Mrs. Neal smiled indulgently.
“You don’t really know Peg yet,” she said. “We all worried a great deal and did what we could to help the child, but as for taking her away from what she thought was her duty—from somebody that was dependent on her—well, you wait till you know Pegeen O’Neill.
“O’Neill, he settled the business himself by going off on one of his sprees and not coming back at all. The Lord knows what became of him. I hope he’s dead and I guess he is, but his mind had sort of been going for a while before he left and Peggy, she has an idea that he just lost his memory and didn’t know where he belonged, or else he’d have come home to her.
“Grieved for him—that youngster did. Not exactly about her being without him, but about his being without her. She was afraid he was somewhere crazy and wasn’t being seen to properly.
“Several of us offered to take her in, after that, but what’d she do but go over to Mrs. Potter’s. She was sick—Mrs. Potter I mean—and had a little baby, and her husband’s work took him away most of the time. Poison poor, they were too. Peg she said they sort of needed her and she’d got the habit of taking care of somebody; so she took on that job until Mrs. Potter died. Then she took care of the baby until its mother’s folks came and got it last month. Peg felt real bad about the baby, but Mrs. Benderby’s husband had died in the winter and she was all alone and walking down to the village, three miles, early every morning to get day’s work and walking home, dog tired, at night; so Peg she said she’d just move over and see to Mrs. Benderby.—Gets up and has fire and breakfast at half-past six for the woman and tidies up the house and mends and has a supper waiting for the poor soul when she comes in at night. That didn’t keep the child busy though; so she took you on.”

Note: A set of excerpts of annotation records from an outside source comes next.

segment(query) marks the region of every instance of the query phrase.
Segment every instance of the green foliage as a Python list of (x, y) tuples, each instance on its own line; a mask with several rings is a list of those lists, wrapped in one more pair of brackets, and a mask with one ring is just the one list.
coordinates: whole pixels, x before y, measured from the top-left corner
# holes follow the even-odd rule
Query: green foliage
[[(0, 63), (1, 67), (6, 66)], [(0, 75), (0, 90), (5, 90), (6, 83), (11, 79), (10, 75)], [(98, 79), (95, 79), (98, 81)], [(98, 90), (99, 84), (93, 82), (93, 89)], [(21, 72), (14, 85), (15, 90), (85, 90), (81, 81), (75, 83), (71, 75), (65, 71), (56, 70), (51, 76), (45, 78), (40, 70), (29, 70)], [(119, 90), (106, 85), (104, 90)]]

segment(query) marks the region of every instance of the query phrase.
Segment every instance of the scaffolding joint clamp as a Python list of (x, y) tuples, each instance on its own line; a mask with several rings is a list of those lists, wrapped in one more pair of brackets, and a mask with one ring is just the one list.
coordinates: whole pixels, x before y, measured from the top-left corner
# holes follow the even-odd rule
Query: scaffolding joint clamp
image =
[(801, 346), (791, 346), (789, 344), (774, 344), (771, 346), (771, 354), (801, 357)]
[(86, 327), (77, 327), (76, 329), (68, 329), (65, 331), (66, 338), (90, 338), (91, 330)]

“Good heavens!” protested the man. “It’s too much for her.”
“No, it ain’t,”—Mrs. Neal’s smile was reassuring. “It’s just a lark for her at your place and she’ll have good food up there and make a little money, and she can fix Mrs. Benderby up, night and morning, all the same. Peg’s got to take care of something with all her might and it may as well be you and Mrs. Benderby.”
“Well, perhaps it may,” agreed Mrs. Benderby’s fellow beneficiary, humbly.